Après le long règne de l’inusable Mme Helen Meagher La Lime qui a vu l’assassinat du Président Jovenel Moïse, en juillet 2021, une autre femme, Mme Maria Isabel Salvador, avait été nommée, en mars 2023 pour lui succéder à la tête du Bureau Intégré des Nations Unies en Haïti (BINUH) par Antonio Guterres, le Secrétaire général de l’ONU et aussi comme sa Représentante spéciale à Port-au-Prince. Un mois plus tard, elle  avait débarqué dans la capitale haïtienne, sans doute, avec plein d’idées dans la tête pour résoudre la crise multisectorielle haïtienne qui perdure. Mais, devant l’inefficacité et l’inutilité de cette mission de l’ONU en Haïti et surtout devant l’absence de partenaires haïtiens capables, cohérents et fiables, cette haute fonctionnaire internationale d’origine équatorienne a vite déchanté et a échoué sur toute la ligne comme tous ceux à qui elle avait succédé.
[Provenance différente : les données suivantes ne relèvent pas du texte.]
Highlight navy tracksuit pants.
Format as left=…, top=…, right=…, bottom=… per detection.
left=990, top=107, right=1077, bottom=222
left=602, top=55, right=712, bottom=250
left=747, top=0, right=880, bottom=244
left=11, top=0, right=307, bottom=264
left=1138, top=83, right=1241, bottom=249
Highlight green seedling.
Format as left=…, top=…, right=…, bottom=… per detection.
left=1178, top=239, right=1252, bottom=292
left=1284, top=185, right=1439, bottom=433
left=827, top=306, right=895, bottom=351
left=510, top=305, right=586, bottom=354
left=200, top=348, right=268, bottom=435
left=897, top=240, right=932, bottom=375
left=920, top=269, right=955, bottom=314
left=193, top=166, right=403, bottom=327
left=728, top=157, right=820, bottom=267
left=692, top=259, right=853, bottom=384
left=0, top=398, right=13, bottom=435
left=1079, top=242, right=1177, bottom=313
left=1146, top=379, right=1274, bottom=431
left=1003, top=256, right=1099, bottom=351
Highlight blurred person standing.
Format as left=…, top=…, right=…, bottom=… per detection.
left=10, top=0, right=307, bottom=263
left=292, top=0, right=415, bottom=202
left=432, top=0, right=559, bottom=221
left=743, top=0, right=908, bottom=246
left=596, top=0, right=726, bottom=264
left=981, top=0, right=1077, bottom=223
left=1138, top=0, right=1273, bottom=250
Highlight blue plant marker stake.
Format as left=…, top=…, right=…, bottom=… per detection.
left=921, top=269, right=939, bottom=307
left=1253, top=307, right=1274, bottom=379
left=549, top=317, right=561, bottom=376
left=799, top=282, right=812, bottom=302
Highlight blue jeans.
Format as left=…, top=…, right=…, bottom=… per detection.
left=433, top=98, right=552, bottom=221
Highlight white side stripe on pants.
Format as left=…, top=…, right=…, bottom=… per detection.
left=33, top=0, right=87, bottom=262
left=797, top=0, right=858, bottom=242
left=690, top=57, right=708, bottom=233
Plus de deux ans plus tard, elle a dû jeter l’éponge. Tout au moins, l’instance suprême de l’ONU à New York a mis fin à sa mission en Haïti. Au moment de sa nomination et de son arrivée sur la terre haïtienne, on avait écrit qu’il fallait attendre le résultat de son travail avant de porter toute critique sur elle et de faire un bilan de sa gestion compte tenu du contexte sociopolitique et sécuritaire dans lequel elle est arrivée dans le pays. Aujourd’hui, rappelée à New York, Maria Isabel Salvador quitte Haïti dans une situation pire qu’elle l’avait trouvé. Dès son arrivée dans le pays, cette diplomate expérimentée et ancienne ministre des Affaires étrangères de l’Équateur, ancienne parlementaire venue d’un pays qui a aussi connu des crises sociopolitiques, voire ethniques durant de longues années, l’on se mettait à dire que sa gestion de la crise sociétale en Haïti sera différente d’une Helen Meagher La Lime qui a mené sa carrière à Washington. Nous voulons donc juger sur pièce pour nous prononcer. Là, en juillet 2025, il est sans appel. Le constat est désolant.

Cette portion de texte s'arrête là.